Container transport aims for maximized efficiency operations inside the rules and boundaries defined for safety by (flag state) administrations and class. Unsafe situations occur if these boundaries are not respected, are unclear, or are too low. Recent incidents with modern large vessels operated by major shipping companies suggest that the current approach does not sufficiently cover the relevant aspects for the newest classes of ultra large container ships. A better understanding of the operations, the hazards and the working mechanisms is necessary. Updates to rules, requirements and operational procedures should be recommended and implemented from top down levels in order to apply for all involved players.
The Lashing@Sea Joint Industry Project (MARIN 2006-2009)
investigated the container transport with a wide consortium from shipping industry and flag state administrations. Now ten years later, vessel dimensions have increased from 10 kTEU to 24 kTEU. A series of recent incidents suggest that scale effects and increased economic pressure are pushing the container operations beyond safe boundaries. The present TopTier project is a follow-up of the Lashing@Sea JIP to address safety concerns in container transport with a wide consortium to aim for a safer and a level playing field.
The primary objectives are to restore fidelity in the safety of container transport with the present fleet and provide the technical understanding that is needed for safe designs and innovations for the future. TopTier addresses these objectives with a wide consortium of stakeholders to ensure the required expertise and to achieve leverage for acceptance of end findings.
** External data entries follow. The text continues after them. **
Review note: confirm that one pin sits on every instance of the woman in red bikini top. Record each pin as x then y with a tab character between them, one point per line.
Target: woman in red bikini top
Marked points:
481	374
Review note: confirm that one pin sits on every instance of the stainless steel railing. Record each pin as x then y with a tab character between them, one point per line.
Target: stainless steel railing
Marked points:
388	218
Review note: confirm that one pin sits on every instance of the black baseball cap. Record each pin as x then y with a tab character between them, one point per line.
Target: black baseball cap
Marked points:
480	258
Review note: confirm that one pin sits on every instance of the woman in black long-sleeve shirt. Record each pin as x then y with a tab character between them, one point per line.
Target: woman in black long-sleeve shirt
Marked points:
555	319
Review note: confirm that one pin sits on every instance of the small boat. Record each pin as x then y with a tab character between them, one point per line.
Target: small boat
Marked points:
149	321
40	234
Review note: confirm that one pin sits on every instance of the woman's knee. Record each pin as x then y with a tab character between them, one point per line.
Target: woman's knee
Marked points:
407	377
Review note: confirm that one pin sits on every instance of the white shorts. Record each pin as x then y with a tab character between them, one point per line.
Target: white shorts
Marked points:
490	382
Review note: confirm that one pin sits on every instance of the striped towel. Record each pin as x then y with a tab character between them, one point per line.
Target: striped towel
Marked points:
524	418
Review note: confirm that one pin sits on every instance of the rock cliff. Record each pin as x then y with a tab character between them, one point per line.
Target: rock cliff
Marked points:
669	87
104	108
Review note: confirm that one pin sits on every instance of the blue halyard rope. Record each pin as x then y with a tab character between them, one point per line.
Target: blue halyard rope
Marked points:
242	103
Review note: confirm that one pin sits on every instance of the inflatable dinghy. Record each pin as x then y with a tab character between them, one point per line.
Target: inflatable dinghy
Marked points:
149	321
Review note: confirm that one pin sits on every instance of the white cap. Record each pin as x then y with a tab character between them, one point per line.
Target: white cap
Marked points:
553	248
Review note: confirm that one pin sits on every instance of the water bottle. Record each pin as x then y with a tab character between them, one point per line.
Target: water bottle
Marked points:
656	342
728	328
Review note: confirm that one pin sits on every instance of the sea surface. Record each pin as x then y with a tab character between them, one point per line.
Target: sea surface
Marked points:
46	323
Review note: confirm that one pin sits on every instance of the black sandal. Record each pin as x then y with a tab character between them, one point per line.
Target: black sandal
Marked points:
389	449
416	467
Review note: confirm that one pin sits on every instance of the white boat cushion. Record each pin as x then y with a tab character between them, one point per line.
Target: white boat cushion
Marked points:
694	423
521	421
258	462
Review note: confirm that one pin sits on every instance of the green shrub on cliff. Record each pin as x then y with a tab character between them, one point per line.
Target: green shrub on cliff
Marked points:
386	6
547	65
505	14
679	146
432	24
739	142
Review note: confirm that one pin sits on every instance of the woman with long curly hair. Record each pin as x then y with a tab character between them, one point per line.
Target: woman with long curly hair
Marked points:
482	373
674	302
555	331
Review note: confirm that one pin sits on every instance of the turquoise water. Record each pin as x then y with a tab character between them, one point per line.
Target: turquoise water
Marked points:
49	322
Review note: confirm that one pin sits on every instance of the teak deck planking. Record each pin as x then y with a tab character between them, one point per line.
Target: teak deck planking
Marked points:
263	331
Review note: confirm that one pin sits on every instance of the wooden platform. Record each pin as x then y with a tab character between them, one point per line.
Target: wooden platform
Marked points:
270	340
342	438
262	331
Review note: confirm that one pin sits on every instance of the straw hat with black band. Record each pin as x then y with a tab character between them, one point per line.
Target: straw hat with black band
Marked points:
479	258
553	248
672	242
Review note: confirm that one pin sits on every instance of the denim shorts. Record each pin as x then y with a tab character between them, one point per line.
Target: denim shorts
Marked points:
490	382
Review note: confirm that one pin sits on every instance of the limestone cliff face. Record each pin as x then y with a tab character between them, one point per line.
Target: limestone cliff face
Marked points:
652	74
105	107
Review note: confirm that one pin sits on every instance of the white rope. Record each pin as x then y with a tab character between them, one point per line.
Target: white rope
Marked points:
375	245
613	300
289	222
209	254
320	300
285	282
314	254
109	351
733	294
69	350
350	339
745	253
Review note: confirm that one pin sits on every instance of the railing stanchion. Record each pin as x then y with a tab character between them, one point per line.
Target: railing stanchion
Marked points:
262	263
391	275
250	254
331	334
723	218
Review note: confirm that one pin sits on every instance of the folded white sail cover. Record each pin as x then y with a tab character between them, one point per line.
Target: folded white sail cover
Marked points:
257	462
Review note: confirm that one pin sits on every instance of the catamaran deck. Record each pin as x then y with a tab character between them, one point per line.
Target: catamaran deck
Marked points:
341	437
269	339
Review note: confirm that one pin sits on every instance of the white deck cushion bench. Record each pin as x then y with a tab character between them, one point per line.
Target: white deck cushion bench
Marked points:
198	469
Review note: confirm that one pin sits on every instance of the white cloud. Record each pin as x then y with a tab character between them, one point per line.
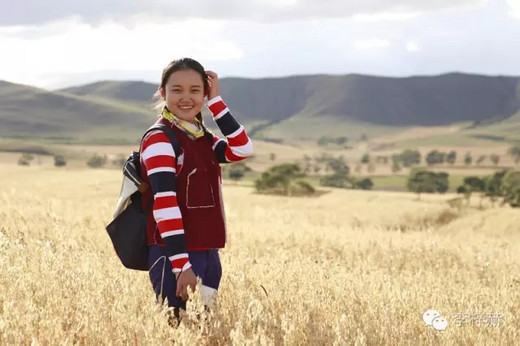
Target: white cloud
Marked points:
514	8
371	43
412	46
384	16
93	11
72	47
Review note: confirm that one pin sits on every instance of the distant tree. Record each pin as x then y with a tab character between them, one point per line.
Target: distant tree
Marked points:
493	185
441	182
364	184
59	161
341	140
435	157
119	160
514	152
382	159
451	157
494	158
480	159
97	161
336	179
395	167
25	159
510	188
468	159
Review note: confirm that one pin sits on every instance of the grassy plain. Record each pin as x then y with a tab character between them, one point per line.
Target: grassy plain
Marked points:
348	267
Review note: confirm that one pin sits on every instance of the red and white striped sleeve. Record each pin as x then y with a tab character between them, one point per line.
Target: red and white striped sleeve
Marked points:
237	146
159	160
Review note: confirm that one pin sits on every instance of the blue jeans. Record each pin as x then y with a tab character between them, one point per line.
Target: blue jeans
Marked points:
205	265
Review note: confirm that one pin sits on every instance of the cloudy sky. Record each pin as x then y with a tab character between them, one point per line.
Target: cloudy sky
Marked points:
56	43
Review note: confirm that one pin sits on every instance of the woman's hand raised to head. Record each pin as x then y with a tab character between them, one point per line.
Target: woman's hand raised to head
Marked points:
213	84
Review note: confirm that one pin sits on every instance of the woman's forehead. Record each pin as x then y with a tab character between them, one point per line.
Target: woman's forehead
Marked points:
185	77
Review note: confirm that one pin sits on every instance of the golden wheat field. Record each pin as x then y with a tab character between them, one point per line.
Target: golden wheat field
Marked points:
346	268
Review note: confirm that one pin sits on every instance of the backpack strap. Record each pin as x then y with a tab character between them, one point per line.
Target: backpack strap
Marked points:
174	142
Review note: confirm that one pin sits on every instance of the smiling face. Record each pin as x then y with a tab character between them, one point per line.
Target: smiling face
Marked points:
184	94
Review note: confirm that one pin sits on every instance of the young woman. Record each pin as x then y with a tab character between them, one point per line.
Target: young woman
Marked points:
186	225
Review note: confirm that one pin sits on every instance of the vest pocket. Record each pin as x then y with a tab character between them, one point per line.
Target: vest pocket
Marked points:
199	193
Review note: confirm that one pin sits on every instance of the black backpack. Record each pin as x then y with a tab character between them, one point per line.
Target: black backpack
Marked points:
127	230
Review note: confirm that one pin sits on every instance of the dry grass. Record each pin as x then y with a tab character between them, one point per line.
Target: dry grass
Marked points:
327	270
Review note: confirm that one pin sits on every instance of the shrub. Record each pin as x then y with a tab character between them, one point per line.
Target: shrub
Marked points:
25	159
97	161
59	161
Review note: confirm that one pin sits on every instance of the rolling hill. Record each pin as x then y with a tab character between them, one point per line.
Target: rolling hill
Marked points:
298	107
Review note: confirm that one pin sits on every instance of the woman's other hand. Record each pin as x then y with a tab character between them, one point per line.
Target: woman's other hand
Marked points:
185	279
213	85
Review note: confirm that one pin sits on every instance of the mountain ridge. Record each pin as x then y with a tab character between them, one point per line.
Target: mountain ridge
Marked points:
264	103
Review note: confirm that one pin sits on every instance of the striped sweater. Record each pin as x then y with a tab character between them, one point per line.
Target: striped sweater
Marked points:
162	165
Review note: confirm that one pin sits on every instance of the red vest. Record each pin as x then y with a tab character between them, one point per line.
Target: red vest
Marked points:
199	194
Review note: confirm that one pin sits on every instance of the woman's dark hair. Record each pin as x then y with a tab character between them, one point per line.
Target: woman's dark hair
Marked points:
174	66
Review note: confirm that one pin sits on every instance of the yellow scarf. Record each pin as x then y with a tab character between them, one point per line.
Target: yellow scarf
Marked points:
194	129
Industry wide impact of findings and recommendations will be sought by cooperating with high-level bodies as WSC, ITF, IMO, IACS, ISO and ILO through submitting results and requesting follow-up actions.
The project approach will be around three underlying ideas:
- Accurate technical understanding and representation of ship motions and cargo securing mechanics as used in design, plan approval and operational securing calculations;
- Maximize awareness and ability of the crew to perform their operational role to keep ship motions within the (hidden) limits as used in securing calculations;
- Reduce uncertainties in the computer representation of the real situation on the deck;
- Anchoring minimal requirements to above mentioned factors in the regulatory framework for container cargo securing.
Technical issues are the aspects that are presently not yet included in the securing procedures / practices. The aim is to understand, demonstrate and recommend on how to deal with effects of extreme motions, high GM, hull girder flexibility, flexibility of containers and lashing gear components, high stack dynamics, row interactions, multi row resonance, non-linear cargo securing loads, design motion envelope statistics and realistic operating loads for containers and securing gear.
Operational aspects aim to increase awareness of actual loads in relation to the design values used in cargo calculations, probability indicators for extreme events and mitigating actions. This will be based on experience developed over the past two decades, related to parametric and synchronous roll, dynamic loss of stability, and the findings of the technical investigations in the project.
The process aspects will address options and infrastructure requirements to improve tracking of container and corner casting condition, state of maintenance of the securing arrangement, and the weight, content and stuffing of the containers themselves.
The last but not least challenge is to propose how minimal standards to these complex approached can be practically included in the existing regulatory framework by IMO, flagstate authorities and class in order to ensure a level safe playing field including the world outside the group of participants.
SCOPE OF WORK & Activities
Presently considered scope of work and activities include:
- Review of current practice, incident review and gap analysis;
- On board measurements for long term ship motions, hull girder flexibility and related accelerations. Output statistics to be shared;
- Model tests and numerical studies aimed at “off design” conditions and options how to avoid them;
- Desk studies and model test program on an earth quake simulator to understand high tier and multi row dynamics;
- In-service measurements on multi-stack-container response at selected transits;
- Securing load indicator based on measured response and cargo securing calculations;
- Threat indicator for extreme motions based on measured response;
- Realistic design ratings for container and securing gear;
- Stack optimisation for minimal probability of row resonance;
- Technology and required infrastructure for identification and tracking of condition and wear of container corner castings (which is essential for high stack and FAT performance);
- Review of regulatory requirements to container securing guidelines en operating practices.
The project consortium relies on cooperation, expertise and support from vessel and container operators, authorities and stakeholders in authorities and the industry both at sea and shore side.
The direct findings in the project will be shared with the participants. The outcome of the project will be further brought to the attention of authorities as IMO, ILO and IACS to aim for top-down implementation for a continued level and safe playing field both at sea and on shore.
The TopTier JIP started in May 2021 and will run for a period of three years. Project steering group meetings will be held twice per year where intermediate results will be presented and discussed.